Congresswoman Sheri Biggs Bitcoin ETF Purchase Highlights Why Self-Custody Still Matters
Rep. Biggs disclosed up to $250K in Bitcoin ETF holdings, but her choice reveals the tradeoffs between regulated access and true ownership.
Congresswoman Sheri Biggs (R-SC) disclosed a purchase of up to $250,000 in BlackRock's iShares Bitcoin Trust (IBIT) on March 4, 2026, according to a filing reported on April 16. It's her second major Bitcoin ETF buy in under a year, and it signals something important: even lawmakers betting big on Bitcoin are choosing Wall Street wrappers over actual ownership.
That choice has real consequences, and it's worth understanding what she's gaining and what she's giving up.
The Trade She Made
Biggs made the purchase through her spouse's UBS account, buying somewhere between $100,001 and $250,000 worth of IBIT shares. This follows a similar purchase in July 2025, which she reported late and was fined $200 under the STOCK Act.
She's not alone in Congress. Senator Dave McCormick disclosed over $580,000 in Bitcoin ETF holdings in 2025. The timing of Biggs' trades coincides with Senate debate over the BITCO Act of 2025, which would establish a federal Bitcoin reserve. According to the Stand With Crypto Alliance, Biggs is rated as pro-crypto.
But here's the thing: buying an ETF isn't the same as buying Bitcoin.
What ETF Investors Don't Own
When you buy shares in IBIT or any spot Bitcoin ETF, you're buying exposure to Bitcoin's price. You're not buying Bitcoin. You can't withdraw it. You can't move it to cold storage. You can't use it on-chain.
The Bitcoin backing those shares sits in third-party custody, and that custody is remarkably concentrated. As of Q3 2025, Coinbase held over 80% of ETF Bitcoin assets. That's a single point of failure for the majority of institutional Bitcoin held through these products.

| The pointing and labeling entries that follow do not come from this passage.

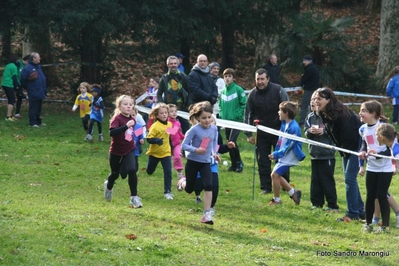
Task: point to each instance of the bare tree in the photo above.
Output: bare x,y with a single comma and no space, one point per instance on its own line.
389,36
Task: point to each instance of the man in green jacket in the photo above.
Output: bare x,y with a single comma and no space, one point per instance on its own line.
232,106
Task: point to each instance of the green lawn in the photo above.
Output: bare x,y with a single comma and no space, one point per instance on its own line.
52,210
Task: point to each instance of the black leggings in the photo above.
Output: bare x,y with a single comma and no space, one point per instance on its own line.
377,185
115,162
191,169
91,125
215,188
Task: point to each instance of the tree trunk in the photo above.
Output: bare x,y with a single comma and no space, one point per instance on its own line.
91,56
389,36
228,55
6,43
266,45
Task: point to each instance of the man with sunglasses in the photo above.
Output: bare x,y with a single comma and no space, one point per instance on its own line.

ETF investors also face limitations that don't exist with direct ownership: trading is limited to market hours, shares can be frozen or restricted, and the underlying Bitcoin could theoretically be rehypothecated or caught up in regulatory action. None of these are abstract concerns. The FTX collapse in 2022 demonstrated what happens when customers trust intermediaries who don't actually hold what they claim.
The Case for Self-Custody
The Bitcoin community's response to Biggs' disclosure was predictable and, frankly, reasonable. "Do not buy BTC ETFs," one commenter wrote in April 2026. "Buy BTC... move to cold storage."
Self-custody means holding your own private keys, either through a hardware wallet or a multisig setup. You control the Bitcoin directly. There's no intermediary who can freeze your funds, no counterparty who can fail, and no reliance on a broker's trading hours.

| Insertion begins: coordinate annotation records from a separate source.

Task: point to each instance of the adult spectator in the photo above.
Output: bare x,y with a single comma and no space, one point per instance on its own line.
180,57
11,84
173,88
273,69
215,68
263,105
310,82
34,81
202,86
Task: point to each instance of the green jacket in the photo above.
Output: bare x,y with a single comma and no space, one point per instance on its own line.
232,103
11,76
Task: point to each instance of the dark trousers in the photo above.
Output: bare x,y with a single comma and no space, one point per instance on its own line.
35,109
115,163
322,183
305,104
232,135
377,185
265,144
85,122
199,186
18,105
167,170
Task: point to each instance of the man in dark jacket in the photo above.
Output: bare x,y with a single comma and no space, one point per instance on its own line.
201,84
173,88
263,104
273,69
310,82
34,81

For serious Bitcoin holders, multisig storage adds another layer of protection. Tools like Caravan, an open-source multisig coordination software, let users build DIY setups without trusting any third-party servers with their wallet data. It's stateless, meaning it doesn't store your keys or transaction history. You coordinate signatures across hardware wallets while maintaining full sovereignty.
This is what Bitcoin was designed for: permissionless, censorship-resistant ownership. ETFs offer convenience, but they strip out the core value proposition.
Why Someone Would Still Choose an ETF
To be fair, ETFs aren't irrational. For someone like Biggs, buying through a brokerage account is simpler, fits cleanly into existing financial infrastructure, and carries regulatory clarity. There's no key management, no seed phrase responsibility, no risk of user error.
For institutional investors or high-net-worth individuals with compliance requirements, ETFs offer a regulated path that self-custody doesn't. And for investors who simply want price exposure without learning Bitcoin's technical stack, ETFs remove friction.
The tradeoff is real. Convenience and regulatory comfort on one side; actual ownership and sovereignty on the other.
Thinking Forward
Biggs' purchase tells us something about where mainstream adoption is heading. Bitcoin is increasingly accepted in traditional finance, and regulated products are the on-ramp for many new entrants.
But for anyone who understands why Bitcoin matters, the lesson is the opposite. The whole point of Bitcoin is that you don't need permission. You don't need a custodian. You don't need to trust anyone else to hold it for you.
If you're holding serious value in Bitcoin, hardware wallet security and multisig Bitcoin storage aren't optional extras. They're the difference between owning Bitcoin and owning a claim on someone else's Bitcoin.
Congresswoman Biggs made her choice. The question is what choice you'll make with yours.